Klesch, who has spent nearly three decades in the business of investing in securities that trade at substantial discounts to their nominal value, believes the value of total impaired asset in Europe alone has recently shot up to $150bn. He says there will be more as the outlook continues to be bleak, with bank debt and corporate bonds being among the prime targets.

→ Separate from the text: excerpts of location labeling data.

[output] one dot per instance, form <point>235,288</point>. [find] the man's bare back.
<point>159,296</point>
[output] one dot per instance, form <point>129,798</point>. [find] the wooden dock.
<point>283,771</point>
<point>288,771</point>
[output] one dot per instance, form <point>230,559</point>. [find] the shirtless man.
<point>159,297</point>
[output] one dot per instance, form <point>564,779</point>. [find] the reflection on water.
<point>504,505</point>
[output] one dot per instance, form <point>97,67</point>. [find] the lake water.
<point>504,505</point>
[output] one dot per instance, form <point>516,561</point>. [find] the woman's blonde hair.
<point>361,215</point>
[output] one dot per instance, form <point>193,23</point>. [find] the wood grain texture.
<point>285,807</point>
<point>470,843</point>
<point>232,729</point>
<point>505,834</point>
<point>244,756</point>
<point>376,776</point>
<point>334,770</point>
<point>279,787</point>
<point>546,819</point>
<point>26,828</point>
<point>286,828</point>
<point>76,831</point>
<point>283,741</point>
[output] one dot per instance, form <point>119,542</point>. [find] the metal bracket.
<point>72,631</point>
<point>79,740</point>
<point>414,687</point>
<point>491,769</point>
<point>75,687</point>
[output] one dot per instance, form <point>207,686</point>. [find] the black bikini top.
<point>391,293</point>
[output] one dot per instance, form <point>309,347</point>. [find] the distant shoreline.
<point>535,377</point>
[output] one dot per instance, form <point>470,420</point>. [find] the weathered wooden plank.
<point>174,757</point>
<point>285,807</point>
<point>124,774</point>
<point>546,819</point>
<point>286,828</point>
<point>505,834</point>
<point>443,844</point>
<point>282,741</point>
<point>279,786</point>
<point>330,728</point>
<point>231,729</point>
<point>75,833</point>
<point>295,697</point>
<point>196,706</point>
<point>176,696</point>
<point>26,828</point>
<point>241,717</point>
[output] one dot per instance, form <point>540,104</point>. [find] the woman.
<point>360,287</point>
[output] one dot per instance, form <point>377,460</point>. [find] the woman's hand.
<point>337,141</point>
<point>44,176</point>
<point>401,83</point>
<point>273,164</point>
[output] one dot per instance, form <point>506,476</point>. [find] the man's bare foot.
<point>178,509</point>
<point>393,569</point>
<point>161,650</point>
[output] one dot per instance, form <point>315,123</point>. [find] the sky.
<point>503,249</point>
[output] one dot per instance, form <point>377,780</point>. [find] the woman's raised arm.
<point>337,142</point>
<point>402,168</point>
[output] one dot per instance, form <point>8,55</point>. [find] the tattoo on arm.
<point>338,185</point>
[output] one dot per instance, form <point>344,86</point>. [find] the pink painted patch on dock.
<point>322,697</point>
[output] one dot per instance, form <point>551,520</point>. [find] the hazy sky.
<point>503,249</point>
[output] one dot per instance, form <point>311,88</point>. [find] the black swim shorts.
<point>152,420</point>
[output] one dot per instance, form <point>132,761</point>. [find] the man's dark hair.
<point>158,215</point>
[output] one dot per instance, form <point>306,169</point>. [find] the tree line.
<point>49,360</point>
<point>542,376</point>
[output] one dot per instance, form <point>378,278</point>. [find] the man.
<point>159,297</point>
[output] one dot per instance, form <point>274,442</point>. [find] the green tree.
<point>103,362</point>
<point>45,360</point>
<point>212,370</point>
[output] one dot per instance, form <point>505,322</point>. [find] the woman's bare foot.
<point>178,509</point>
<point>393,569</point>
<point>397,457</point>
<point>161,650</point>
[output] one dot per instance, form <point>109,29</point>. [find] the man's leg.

A recurring theme in Klesch’s conversation is the idea that distressed debt offers great upside, but also requires people to master a raft of complex problems. Among the main reasons he cites as to why few players, particularly in Europe, have managed to build a successful franchise in this market is the fact that there is a multitude of jurisdictions, each embodying their own bankruptcy code and often jointly impacting on any given turnaround situation. That corporate funding structures and creditor hierarchies have become increasingly complicated doesn’t make life any easier either.

Nevertheless, says Klesch, distressed debt is a major buzzword in today’s market, adding that therein lies a danger. “There are a lot of available assets that are value impaired, and there is a lot of money waiting to go in there – but there are few people in between who understand the risks. The propensity to misinvest in this area is huge.”